For a storm was coming on, and the first big drops of it were splattering the terrace when Mr. Pope entered Lord Harcourt's mansion.

Pope went straight to his own rooms. As he came in there was a vivid flash of lightning, followed instantaneously by a crashing, splitting noise, like that of universes ripped asunder. He did not honor the high uproar with attention. This dwarf was not afraid of anything except the commission of an error in taste.

Then, too, there were letters for him, laid ready on the writing-table. Nothing of much importance he found there.-Here, though, was a rather diverting letter from Eustace Budgell, that poor fool, abjectly thanking Mr. Pope for his advice concerning how best to answer the atrocious calumnies on Budgell then appearing in The Grub-Street Journal,-and reposing, drolly enough, next the proof-sheets of an anonymous letter Pope had prepared for the forthcoming issue of that publication, wherein he sprightlily told how Budgell had poisoned Dr. Tindal, after forging his will. For even if Budgell had not in point of fact been guilty of these particular peccadilloes, he had quite certainly committed the crime of speaking lightly of Mr. Pope, as "a little envious animal," some seven years ago; and it was for this grave indiscretion that Pope was dexterously goading the man into insanity, and eventually drove him to suicide…

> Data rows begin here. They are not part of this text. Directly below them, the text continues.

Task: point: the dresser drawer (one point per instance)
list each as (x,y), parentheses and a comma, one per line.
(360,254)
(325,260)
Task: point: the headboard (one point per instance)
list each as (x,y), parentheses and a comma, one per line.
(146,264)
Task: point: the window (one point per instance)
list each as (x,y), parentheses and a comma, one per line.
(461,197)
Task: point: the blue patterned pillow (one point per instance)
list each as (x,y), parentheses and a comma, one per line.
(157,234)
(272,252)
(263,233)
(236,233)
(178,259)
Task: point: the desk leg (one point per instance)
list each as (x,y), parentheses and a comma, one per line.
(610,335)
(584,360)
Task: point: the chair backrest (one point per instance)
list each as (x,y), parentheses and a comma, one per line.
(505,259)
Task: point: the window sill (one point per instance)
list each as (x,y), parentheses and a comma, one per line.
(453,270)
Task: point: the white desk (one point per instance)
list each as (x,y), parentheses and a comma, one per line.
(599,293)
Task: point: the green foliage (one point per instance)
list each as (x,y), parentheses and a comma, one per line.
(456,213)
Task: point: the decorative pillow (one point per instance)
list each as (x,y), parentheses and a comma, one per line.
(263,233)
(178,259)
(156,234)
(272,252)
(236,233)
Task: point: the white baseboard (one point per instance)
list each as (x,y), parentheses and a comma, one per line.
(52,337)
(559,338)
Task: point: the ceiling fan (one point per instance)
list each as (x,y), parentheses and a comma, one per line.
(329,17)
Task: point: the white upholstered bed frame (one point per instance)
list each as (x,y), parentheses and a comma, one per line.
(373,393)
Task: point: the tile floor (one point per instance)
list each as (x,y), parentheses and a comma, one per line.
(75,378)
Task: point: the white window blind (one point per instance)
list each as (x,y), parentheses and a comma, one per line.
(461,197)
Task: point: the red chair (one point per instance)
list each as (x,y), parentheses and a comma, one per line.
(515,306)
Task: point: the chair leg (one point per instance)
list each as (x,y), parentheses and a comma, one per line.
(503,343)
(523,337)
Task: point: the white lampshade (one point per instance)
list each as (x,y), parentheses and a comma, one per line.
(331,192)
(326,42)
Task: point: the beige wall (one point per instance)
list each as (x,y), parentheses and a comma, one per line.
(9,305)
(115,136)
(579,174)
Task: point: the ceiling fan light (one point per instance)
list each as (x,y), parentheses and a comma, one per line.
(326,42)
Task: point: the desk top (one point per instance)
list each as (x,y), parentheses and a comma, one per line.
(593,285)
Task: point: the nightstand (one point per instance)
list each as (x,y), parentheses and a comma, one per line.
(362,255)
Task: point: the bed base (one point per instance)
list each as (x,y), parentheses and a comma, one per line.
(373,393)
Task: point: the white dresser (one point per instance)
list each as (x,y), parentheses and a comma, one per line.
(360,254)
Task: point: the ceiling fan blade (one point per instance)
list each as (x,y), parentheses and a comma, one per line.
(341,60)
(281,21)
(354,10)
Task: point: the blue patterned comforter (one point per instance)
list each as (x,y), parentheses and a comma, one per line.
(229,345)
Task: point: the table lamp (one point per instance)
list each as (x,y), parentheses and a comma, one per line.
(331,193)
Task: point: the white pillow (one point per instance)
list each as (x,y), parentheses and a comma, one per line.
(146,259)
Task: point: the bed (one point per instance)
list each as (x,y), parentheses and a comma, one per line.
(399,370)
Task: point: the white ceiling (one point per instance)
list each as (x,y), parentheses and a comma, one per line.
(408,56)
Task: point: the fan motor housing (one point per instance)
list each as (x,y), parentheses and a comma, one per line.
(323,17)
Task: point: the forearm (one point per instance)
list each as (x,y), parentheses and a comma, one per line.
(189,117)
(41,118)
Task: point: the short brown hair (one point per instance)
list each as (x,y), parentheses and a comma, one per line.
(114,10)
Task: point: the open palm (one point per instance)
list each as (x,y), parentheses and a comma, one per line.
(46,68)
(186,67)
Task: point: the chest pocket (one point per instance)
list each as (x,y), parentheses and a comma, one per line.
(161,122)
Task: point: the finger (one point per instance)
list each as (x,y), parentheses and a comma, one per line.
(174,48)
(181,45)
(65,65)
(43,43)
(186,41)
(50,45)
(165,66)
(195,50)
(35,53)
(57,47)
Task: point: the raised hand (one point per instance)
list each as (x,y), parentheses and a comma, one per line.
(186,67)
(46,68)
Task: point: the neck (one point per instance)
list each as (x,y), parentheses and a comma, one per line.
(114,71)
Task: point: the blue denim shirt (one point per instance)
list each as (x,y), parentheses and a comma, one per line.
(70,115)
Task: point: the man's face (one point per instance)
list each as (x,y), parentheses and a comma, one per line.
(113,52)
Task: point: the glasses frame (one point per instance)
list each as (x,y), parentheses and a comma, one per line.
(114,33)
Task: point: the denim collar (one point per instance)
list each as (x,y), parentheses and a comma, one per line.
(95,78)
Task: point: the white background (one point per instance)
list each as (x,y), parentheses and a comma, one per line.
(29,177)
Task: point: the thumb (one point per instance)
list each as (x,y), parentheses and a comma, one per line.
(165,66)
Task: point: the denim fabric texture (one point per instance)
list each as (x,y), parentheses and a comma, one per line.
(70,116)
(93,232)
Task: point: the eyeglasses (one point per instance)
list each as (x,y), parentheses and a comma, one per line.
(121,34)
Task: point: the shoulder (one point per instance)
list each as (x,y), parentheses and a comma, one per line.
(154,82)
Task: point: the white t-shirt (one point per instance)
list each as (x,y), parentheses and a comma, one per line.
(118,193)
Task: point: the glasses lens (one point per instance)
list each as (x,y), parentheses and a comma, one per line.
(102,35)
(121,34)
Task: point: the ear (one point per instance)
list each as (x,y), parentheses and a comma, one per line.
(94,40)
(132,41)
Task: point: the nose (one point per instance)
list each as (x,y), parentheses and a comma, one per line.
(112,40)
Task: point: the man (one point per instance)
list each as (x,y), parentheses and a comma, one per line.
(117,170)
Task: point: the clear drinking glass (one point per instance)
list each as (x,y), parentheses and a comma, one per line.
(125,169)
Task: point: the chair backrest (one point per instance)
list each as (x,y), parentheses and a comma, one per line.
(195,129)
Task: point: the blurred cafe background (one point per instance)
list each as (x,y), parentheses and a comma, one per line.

The storm made the room dark and reading difficult. Still, this was an even more amusing letter, from the all-powerful Duchess of Marlborough. In as civil terms as her sick rage could muster, the frightened woman offered Mr. Pope L1,000 to suppress his verbal portrait of her, in the character of Atossa, from his Moral Essays; and Pope straightway decided to accept the bribe, and afterward to print his verses unchanged. For the hag, as he reflected, very greatly needed to be taught that in this world there was at least one person who did not quail before her tantrums. There would be, moreover, even an elementary justice in thus robbing her who had robbed England at large. And, besides, her name was Sarah…

Pope lighted four candles and set them before the long French mirror. He stood appraising his many curious deformities while the storm raged. He stood sidelong, peering over his left shoulder, in order to see the outline of his crooked back. Nowhere in England, he reflected, was there a person more pitiable and more repellent outwardly.

"And, oh, it would be droll," Pope said, aloud, "if our exteriors were ever altogether parodies. But time keeps a diary in our faces, and writes a monstrously plain hand. Now, if you take the first letter of Mr. Alexander Pope's Christian name, and the first and last letters of his surname, you have A. P. E.," Pope quoted, genially. "I begin to think that Dennis was right. What conceivable woman would not prefer a well-set man of five-and-twenty to such a withered abortion? And what does it matter, after all, that a hunchback has dared to desire a shapely brown-haired woman?"